Epistemic status: Trying to air out some thoughts for feedback, we'll see how successfully. May require some machine learning to make sense, and may require my level of ignorance to seem interesting.
Many current proposals for value learning are garden-variety regression (or its close cousin, classification). The agent doing the learning starts out with some model for what human values look like (a utility function over states of the world, or a reward function in a Markov decision process, or an expected utility function over possible actions), and receives training data that tells it the right thing to do in a lot of different situations. And so the agent finds the parameters of the model that minimize some loss function with the data, and Learns Human Values.
All these models of "the right thing to do" I mentioned are called parametric models, because they have some finite template that they update based on the data. Non-parametric models, on the other hand, have to keep a record of the data they've seen - prediction with a non-parametric model often looks like taking some weighted average of nearby known examples (though not always), while a parametric model would (often) fit some curve to the data and predict using that. But we'll get back to this later.

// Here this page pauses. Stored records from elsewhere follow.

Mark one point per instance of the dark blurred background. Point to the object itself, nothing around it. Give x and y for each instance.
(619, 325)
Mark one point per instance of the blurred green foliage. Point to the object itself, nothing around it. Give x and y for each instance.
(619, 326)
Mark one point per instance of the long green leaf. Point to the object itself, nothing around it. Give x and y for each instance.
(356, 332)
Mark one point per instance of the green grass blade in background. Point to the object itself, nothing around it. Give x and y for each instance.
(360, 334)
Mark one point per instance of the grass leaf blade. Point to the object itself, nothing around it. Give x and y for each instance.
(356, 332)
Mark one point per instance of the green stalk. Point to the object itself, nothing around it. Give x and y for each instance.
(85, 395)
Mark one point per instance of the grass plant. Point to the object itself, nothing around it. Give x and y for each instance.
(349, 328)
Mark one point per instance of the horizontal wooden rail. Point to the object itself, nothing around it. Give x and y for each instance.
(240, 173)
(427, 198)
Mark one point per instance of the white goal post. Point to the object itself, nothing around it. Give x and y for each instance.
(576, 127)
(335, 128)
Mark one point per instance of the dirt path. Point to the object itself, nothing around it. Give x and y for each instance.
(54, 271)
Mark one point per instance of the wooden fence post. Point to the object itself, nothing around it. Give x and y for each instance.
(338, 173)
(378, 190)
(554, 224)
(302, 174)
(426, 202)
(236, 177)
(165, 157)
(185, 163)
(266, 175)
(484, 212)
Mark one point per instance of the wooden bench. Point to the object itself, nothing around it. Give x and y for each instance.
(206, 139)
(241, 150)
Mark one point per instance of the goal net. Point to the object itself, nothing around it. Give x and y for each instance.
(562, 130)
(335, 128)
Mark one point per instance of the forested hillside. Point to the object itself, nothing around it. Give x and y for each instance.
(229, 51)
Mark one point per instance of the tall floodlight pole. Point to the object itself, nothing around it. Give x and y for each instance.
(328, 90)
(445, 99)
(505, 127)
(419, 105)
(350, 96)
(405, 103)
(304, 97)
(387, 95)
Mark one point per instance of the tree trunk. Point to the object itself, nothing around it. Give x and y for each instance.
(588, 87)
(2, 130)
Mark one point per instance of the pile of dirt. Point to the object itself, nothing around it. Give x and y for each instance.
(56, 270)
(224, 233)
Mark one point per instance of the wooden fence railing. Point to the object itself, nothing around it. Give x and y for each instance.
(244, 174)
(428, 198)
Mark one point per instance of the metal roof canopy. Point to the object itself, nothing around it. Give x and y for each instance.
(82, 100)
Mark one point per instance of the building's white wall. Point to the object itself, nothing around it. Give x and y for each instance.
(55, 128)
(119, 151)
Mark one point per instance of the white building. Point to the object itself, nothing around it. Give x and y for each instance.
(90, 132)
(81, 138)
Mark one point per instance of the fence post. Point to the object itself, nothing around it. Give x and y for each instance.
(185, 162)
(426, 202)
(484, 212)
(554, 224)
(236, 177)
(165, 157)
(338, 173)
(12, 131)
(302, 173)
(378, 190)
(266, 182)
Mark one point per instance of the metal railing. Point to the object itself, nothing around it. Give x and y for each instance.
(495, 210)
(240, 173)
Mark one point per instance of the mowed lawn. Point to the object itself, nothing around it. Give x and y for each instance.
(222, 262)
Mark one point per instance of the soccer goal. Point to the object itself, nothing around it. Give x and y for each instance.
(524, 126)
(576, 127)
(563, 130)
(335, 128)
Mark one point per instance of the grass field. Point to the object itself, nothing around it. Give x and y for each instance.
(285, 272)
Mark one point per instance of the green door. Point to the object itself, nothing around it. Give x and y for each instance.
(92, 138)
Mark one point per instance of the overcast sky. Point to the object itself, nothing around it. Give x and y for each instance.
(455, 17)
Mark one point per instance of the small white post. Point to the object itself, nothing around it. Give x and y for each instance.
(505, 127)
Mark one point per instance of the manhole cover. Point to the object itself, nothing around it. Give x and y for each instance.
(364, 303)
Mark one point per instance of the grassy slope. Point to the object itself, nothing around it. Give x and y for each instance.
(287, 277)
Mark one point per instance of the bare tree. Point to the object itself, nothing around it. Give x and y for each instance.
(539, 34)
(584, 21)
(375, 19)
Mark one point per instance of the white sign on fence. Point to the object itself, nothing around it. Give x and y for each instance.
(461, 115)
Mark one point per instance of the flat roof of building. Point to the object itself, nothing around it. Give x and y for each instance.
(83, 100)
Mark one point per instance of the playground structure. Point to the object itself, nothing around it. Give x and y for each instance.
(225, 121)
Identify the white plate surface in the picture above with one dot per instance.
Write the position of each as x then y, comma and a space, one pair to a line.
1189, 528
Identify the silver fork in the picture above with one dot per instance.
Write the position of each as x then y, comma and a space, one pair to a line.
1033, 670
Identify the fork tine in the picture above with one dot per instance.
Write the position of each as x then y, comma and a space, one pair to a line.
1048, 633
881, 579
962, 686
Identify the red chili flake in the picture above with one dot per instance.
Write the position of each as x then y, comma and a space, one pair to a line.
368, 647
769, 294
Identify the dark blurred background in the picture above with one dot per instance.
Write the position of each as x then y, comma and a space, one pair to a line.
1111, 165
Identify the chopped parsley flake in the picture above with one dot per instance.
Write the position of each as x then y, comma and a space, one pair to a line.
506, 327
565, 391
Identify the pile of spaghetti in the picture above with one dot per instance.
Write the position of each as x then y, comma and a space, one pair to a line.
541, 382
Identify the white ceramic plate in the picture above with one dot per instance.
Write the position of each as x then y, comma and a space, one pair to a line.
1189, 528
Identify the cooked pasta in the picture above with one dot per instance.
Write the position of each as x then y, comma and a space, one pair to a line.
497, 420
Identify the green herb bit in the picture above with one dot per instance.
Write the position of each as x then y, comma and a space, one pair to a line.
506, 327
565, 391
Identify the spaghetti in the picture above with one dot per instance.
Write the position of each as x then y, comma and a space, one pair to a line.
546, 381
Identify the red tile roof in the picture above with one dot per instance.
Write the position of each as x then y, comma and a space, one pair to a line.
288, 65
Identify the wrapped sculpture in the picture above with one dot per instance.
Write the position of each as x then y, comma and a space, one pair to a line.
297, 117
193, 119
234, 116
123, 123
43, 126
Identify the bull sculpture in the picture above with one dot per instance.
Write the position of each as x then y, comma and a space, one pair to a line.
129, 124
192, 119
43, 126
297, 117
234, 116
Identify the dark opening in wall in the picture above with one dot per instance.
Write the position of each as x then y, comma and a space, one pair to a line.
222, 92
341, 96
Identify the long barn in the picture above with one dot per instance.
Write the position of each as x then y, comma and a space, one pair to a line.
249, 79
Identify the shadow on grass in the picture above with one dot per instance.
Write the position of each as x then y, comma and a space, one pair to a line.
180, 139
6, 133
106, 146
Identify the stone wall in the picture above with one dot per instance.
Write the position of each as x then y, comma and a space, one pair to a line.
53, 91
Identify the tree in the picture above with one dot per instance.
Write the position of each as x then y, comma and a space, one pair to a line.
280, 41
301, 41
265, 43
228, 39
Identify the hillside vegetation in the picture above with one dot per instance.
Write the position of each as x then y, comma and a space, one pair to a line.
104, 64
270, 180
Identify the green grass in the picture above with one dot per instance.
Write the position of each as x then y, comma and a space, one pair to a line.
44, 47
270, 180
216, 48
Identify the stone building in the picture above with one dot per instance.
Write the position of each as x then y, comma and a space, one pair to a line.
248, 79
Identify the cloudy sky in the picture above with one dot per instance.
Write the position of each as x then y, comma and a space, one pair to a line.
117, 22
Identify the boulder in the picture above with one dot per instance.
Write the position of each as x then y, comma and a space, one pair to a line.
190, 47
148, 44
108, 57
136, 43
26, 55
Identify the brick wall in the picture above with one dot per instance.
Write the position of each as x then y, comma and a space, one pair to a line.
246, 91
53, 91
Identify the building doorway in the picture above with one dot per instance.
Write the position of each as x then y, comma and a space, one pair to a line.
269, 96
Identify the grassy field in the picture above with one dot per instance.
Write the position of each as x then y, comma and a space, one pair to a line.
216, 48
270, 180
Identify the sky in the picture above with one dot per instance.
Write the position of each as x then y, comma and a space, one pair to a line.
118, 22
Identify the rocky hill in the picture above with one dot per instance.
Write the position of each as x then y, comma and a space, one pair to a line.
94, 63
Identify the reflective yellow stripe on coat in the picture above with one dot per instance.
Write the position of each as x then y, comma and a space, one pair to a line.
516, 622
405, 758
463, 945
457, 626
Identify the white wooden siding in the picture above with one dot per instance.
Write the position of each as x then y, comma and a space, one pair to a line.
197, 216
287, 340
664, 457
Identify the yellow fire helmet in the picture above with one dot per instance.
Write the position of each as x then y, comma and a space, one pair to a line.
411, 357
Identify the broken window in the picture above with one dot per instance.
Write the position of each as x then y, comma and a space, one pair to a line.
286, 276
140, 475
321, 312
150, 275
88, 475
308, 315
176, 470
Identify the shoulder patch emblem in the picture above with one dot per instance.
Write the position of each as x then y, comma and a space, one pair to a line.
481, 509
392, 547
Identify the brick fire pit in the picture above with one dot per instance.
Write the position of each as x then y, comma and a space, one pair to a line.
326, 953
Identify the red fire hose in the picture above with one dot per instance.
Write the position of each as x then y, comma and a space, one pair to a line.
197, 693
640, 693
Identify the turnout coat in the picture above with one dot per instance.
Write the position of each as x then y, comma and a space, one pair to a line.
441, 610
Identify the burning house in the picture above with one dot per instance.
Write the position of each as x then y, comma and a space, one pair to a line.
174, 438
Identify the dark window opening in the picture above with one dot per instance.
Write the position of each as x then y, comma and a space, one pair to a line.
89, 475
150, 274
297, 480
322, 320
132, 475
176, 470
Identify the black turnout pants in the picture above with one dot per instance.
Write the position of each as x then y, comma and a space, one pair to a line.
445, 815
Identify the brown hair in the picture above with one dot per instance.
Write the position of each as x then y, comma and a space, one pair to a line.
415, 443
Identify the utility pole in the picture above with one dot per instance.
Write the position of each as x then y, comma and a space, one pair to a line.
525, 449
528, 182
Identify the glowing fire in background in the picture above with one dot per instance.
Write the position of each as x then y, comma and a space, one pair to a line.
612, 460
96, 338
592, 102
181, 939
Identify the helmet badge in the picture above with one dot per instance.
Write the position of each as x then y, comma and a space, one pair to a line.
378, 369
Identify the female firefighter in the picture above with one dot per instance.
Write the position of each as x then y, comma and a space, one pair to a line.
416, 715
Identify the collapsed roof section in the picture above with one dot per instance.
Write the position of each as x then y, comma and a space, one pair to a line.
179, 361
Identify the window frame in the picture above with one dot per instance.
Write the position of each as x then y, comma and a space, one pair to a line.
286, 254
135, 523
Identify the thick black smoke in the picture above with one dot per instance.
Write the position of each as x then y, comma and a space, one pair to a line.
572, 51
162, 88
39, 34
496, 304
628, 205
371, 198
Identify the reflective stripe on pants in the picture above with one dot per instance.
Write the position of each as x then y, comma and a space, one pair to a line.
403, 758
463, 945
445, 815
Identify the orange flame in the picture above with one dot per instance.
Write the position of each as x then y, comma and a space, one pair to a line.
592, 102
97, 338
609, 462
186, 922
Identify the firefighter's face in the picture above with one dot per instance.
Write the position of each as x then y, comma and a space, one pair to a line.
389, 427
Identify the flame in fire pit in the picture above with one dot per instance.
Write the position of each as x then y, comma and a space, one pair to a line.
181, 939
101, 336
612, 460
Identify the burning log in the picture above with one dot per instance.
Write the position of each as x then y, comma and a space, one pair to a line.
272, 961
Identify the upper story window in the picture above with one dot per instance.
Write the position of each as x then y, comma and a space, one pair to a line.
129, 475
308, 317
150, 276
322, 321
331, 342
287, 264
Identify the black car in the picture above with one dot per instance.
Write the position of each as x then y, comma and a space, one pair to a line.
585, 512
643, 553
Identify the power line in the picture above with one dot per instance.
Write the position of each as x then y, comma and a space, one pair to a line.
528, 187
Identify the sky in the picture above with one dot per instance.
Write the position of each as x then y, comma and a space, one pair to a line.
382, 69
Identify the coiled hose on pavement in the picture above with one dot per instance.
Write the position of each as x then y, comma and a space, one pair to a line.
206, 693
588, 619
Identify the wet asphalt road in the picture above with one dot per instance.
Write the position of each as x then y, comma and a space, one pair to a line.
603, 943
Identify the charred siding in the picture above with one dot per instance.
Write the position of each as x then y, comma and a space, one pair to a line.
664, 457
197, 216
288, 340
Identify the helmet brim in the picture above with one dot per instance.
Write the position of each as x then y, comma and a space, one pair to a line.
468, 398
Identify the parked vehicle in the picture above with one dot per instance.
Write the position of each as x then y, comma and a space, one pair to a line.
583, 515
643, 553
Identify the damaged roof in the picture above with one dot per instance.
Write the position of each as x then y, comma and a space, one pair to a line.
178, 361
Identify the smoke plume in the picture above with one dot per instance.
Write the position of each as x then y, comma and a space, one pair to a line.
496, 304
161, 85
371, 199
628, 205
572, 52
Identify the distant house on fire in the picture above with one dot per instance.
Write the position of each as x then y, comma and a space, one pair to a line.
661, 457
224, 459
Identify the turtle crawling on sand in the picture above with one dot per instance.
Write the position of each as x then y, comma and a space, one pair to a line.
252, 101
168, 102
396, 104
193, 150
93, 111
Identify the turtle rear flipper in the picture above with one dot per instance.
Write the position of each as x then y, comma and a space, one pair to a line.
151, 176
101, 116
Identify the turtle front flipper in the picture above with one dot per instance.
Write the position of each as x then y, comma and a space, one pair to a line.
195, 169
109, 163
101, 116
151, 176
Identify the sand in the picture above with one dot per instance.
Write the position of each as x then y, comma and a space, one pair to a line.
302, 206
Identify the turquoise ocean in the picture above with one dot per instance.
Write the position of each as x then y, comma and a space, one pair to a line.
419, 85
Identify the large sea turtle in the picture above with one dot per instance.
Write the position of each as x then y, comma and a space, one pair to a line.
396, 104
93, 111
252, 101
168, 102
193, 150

An obvious problem with current proposals is that it's very resource-intensive to communicate a category or concept to the agent. An AI might be able to automatically learn a lot about the world, but if we want to define its preferences, we have to somehow pick out the concept of "good stuff" within the representation of the world learned by the AI. Current proposals for this look like supervised learning, where huge amounts of labeled data are needed to specify "good stuff," and for many proposals I'm concerned that we'll actually end up specifying "stuff that humans can be convinced is good," which is not at all the same. Humans are much better learners than these supervised learning systems - they learn from fewer examples, and have a better grasp of the meaning and structure behind examples. This hints that there are some big improvements to be made in value learning.
This comparison to humans also leads to my vaguer concerns. It seems like the labeled examples are too crucial, and the unlabeled data not crucial enough. We want a value learner to understand concepts based on just a few examples so long as it has unlabeled data to fill in the gaps, and be able to learn more about morality from observation as a core competency, not as a pale shadow of its learning from labeled data. It seems like fine-tuning the model for the labeled data with stochastic gradient descent is missing something important.
To digress slightly, there are additional problems (e.g. corrigibility) once you build an agent that has an output channel instead of merely sponging up information, and these problems are harder if we want value learning from observation. If we want a value learning agent that could learn a simplified version of human morality, and then use that to learn the full version, we might need something like the Bayesian guarantee of Dewey 2011, or a functional analogue thereof.
One inspiration for alternative learning schemes might be clustering. As a toy example, imagine finding literal clusters in thing-space by k-means clustering. If you want to specify a cluster, you can do something like pick a small sample of examples and force them to be in the same cluster, and allow the number of clusters you try to find in the data to vary so that the statistics of the mandatory cluster are not very different from any other's. The huge problem here is that the idea of "thing-space" elides the difficulty of learning a representation of the world (or equivalently, elides how really, really complicated the cluster boundaries are in terms of observations).
Because learning how to understand the world already requires you to be really good at learning things, it's not obvious to me what identifying and using clusters in the data will entail. One might imagine that if we modeled the world using a big pile of autoencoders, this pile would already contain predictors for many concepts we might want to specify, but that if we use examples to try and communicate a concept that was not already learned, the pile might not even contain the features that make our concept easy to specify. Further speculation in this vein is fun, but is likely pointless at my current level of understanding. So even though learning well from unlabeled data is an important desideratum, I'm including this digression on clustering because I think it's interesting, not because I've shed much light.
Okay, returning to the parametric/non-parametric thing. The problem of being bad at learning from unlabeled data shows up in diverse proposals like inverse reinforcement learning and Hibbard 2012's two-part example. And in these cases it's not due to the learning algorithm per se, but for the simple reason that at some point the representation of the world is treated as fixed - the value learner is assumed to understand the world, and then proceeds to learn or be told human values in terms of that understanding. If you can no longer update your understanding of the world, naturally this causes problems with learning from observation.
We should instead design agents that are able to keep learning about the world. And this brings us back to the idea of communicating concepts via examples. The most reasonable way to update learned concepts in light of new information seems to be to just store the examples and re-apply them to the new understanding. This would be a non-parametric model of learned concepts.
What concepts to learn and how to use them to make decisions is not at all known to me, but as a placeholder we might consider the task of learning to identify "good actions," given proposed actions and some input about the world (similar to the "Learning from examples" section of Christiano's Approval Directed Agents).